We report a Cauchois-type spectrometer designed and constructed at BL08W of SPring-8. It operates with 90–120 keV incident X-rays, making it possible to obtain Compton profiles of virtually all materials. The following section describes some details of the spectrometer, together with a discussion on the focal width of a bent Laue crystal. The performance is given in §3, and the summary and conclusions are described in the final section. The reader is referred to Sakurai (1998 ) and Yamaoka et al. (1998 , 2000 ) for details of the beamline and the monochromator.

2. Spectrometer

2.1. Basic design and layout

In a Cauchois-type spectrometer, a bent-crystal analyzer and a position-sensitive detector (PSD) are both located on a Rowland circle. The crystal analyzes the energy of the Compton-scattered X-rays in the transmission geometry before the scattered X-rays reach the PSD. The energy of the Compton-scattered X-rays is converted into electron momentum by the following equation (Eisenberger & Reed, 1974 ),

$[p_z= mc{{\omega_2-\omega_1+\omega_1\omega_2\,(1-\cos{\theta})/mc^2}\over {({\omega_1{}^2+\omega_2{}^2-2\omega_1\omega_2\cos{\theta}}})^{1/2}}.\eqno(2)]$

Here, p_z is the electron momentum, $[\omega_1]$ is the energy of incident X-rays, $[\omega_2]$ is that of the Compton-scattered X-rays, $[\theta]$ is the scattering angle, m is the rest mass of the electron, and c is the velocity of light. The momentum resolution, $[\Delta p_z]$ , is approximately given by the following relation (Shiotani et al., 1989),

$[\Delta p_z = \left[{\left({{\partial p_z}\over{\partial\omega_1}}\Delta\omega_1\right)^2+ \left({{\partial p_z}\over{\partial\omega_2}}\Delta\omega_2\right)^2+ \left({{\partial p_z}\over{\partial\theta}}\Delta\theta\right)^2}\right]^{1/2}.\eqno(3)]$

Here, $[\Delta\omega_1]$ is the bandwidth of the monochromator, $[\Delta\omega_2]$ is the energy resolution of the spectrometer, and $[\Delta\theta]$ is the spread of the Compton scattering angle. With $[\omega_1]$ = 115 keV, $[\theta]$ = 165° and $[\omega_2]$ = 80.2 keV (the Compton peak energy), one obtains the following numerical values from (2),

$[\partial p_z/\partial\omega_1=0.4919\,\,\,[{\rm a.u./keV}],\eqno(4)]$

$[\partial p_z /\partial\omega_2=1.023\,\,\,[{\rm a.u./keV}],]$

$[\partial p_z /\partial\theta=3.310\,\,\,[{\rm a.u./rad}].]$

The spread of the scattering angle $[\Delta\theta]$ is mainly caused by the effective beam size on the sample and the thickness of the analyzer crystal. In the present case, however, the contribution of $[\Delta\theta]$ to $[\Delta p_z]$ is negligibly small (see Table 1). To make the overall momentum resolution better than 0.1 a.u. with $[\Delta\omega_1]$ = 115 eV at 115 keV, we find from equations (3) and (4) that $[\Delta\omega_2]$ should be better than 80 eV.

Table 1
Overall momentum resolution and each contribution in equation (3)

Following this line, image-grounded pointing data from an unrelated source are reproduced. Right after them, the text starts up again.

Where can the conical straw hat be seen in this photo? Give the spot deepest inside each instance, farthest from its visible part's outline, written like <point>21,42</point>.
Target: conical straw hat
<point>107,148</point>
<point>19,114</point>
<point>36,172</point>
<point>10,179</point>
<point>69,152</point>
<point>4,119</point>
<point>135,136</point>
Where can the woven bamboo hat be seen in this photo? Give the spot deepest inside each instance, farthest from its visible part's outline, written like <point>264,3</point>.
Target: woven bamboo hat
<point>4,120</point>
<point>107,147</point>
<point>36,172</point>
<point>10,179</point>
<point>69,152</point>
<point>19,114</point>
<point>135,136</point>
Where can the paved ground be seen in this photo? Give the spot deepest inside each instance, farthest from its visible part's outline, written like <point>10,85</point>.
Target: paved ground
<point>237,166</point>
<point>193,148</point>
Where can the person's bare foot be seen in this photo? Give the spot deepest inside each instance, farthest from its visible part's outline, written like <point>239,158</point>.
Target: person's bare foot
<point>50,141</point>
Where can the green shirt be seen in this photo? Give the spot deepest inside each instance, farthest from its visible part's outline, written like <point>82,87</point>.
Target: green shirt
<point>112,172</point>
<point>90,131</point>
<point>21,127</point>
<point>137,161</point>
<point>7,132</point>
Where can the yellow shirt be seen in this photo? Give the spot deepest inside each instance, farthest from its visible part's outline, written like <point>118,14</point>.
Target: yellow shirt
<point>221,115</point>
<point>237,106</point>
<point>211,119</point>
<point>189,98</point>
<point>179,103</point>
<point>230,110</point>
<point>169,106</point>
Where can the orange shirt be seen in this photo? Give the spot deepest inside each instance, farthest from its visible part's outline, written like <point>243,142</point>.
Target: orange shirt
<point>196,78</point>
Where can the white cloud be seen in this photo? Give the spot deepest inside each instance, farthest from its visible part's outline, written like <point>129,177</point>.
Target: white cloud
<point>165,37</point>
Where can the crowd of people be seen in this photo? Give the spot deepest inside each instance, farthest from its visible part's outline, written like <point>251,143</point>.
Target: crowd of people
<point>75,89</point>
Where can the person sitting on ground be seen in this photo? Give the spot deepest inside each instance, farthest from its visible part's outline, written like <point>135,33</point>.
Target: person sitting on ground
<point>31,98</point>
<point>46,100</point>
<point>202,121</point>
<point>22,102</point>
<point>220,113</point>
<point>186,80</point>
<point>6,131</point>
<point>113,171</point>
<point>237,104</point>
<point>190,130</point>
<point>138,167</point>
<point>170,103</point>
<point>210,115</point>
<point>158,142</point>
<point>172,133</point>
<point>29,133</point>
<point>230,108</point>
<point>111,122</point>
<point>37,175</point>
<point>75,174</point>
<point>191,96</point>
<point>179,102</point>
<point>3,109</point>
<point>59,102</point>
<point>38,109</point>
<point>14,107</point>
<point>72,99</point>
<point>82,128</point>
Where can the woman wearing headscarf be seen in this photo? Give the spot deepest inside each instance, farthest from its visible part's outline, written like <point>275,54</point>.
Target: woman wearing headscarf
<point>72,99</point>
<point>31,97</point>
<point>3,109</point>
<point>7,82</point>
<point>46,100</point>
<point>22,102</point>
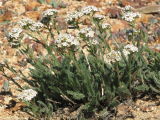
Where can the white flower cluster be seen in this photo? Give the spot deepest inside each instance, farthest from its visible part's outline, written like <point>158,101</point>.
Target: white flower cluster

$[\Delta \omega_1]$ , $[\Delta \omega_2]$ and $[\Delta \theta]$ are the bandwidth of the monochromator, the energy resolution of the spectrometer, and the spread of the scattering angle, respectively. $[(\partial p_z/\partial\omega_1)\Delta\omega_1]$ , $[(\partial p_z/\partial\omega_2)\Delta\omega_2]$ and $[(\partial p_z/\partial\theta)\Delta\theta]$ denote their contributions to the overall momentum resolution $[\Delta p_z]$ . Slit size is denoted by width × height.

Crystal thickness (mm)	Slit size (mm²)	Δω₁ (eV)	$[(\partial p_z/\partial\omega_1)\Delta\omega_1]$ (a.u.)	Δω₂ (eV)	$[(\partial p_z/\partial\omega_2)\Delta\omega_2]$ (a.u.)	Δθ (rad)	$[(\partial p_z/\partial\theta)\Delta\theta]$ (a.u.)	Δp_z (a.u.)
1.0	0.2×20	113	0.055	80	0.082	0.003	0.01	0.10

We have chosen the Si 620 reflection, which leads to an energy resolution $[\Delta\omega_2]$ of 48 eV $[\simeq]$ 96 eV, i.e. an overall momentum resolution of 0.07 a.u. $[\simeq]$ 0.11 a.u. for $[\rho]$ = 3650 mm, $[\Delta x]$ = 200 µm $[\simeq]$ 400 µm, where $[\rho]$ is the distance between the analyzer and the PSD, and $[\Delta x]$ is the spatial resolution of the PSD. A triply layered bent-crystal analyzer is employed for the energy-analyzing device to obtain higher detection efficiency. Details of the analyzer are given in §2.2.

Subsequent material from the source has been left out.